The title’s double entendre isn’t just sexual, explains the author, a founding editor of Vibe and now senior editor of the quarterly America. As used here, “hung” refers both to the legendary size of the African-American man’s penis and to the method used in the not-so-distant-past to lynch black men, often due to fears of miscegenation. Poulson-Bryant’s scattered text hops from one angle to the next without pausing long enough to really develop any of its points, but that’s probably for the best; any sort of thesis worked out here would likely collapse under longer scrutiny. The author describes his suburban upbringing, Ivy League education and experiences as the “first black” at several media institutions, using that as a bridge to a recollection of his college affair with a white girl from Michigan who remarked that he wasn’t as big as she thought he’d be. From here, the narrative rambles around the quite voluminous history of the stereotype that black men have the biggest members, white men’s are smaller and Asian men’s are the smallest of all.
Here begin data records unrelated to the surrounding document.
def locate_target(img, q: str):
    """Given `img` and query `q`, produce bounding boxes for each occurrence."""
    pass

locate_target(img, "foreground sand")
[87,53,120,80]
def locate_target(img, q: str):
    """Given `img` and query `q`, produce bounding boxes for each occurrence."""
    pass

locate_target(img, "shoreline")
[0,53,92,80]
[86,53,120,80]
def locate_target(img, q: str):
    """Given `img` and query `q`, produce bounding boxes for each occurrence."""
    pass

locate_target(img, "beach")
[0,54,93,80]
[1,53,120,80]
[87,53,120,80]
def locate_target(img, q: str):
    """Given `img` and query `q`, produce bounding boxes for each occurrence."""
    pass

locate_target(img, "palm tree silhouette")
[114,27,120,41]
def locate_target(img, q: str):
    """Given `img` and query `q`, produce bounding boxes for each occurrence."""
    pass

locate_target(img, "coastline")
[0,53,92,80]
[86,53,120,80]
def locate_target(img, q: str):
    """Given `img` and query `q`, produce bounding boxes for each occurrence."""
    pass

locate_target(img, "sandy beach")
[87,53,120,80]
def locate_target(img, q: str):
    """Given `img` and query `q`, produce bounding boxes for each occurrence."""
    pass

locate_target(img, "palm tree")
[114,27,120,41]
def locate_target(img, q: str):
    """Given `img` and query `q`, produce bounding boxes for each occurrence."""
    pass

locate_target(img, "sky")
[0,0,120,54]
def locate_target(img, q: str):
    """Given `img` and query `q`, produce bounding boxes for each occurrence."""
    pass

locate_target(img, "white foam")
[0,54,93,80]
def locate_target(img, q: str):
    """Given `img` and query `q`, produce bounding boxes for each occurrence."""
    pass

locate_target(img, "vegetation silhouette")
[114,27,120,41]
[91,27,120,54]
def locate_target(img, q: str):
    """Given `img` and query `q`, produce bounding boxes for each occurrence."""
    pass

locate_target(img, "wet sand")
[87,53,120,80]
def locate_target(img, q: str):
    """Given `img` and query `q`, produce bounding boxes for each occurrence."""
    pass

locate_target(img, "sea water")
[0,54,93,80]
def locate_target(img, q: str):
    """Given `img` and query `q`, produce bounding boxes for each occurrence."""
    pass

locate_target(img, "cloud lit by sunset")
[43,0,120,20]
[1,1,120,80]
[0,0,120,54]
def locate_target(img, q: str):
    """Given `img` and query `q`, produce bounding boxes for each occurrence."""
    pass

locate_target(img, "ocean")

Instead of digging up what little research there is on the subject, Poulson-Bryant does what magazine writers frequently do and settles for anecdotal evidence. He serves up plenty of bawdy—and sometimes quite revealing—stories about penis size, interracial hang-ups, racist preconceptions and the massive entertainment business created around the mythology of the ultra-sexualized, nearly animalistic black male. His sources? Mostly his friends: some straight, some gay, a few famous, pretty much everybody with their names changed.
A fairly shallow approach, partly redeemed by its honesty and originality of perspective.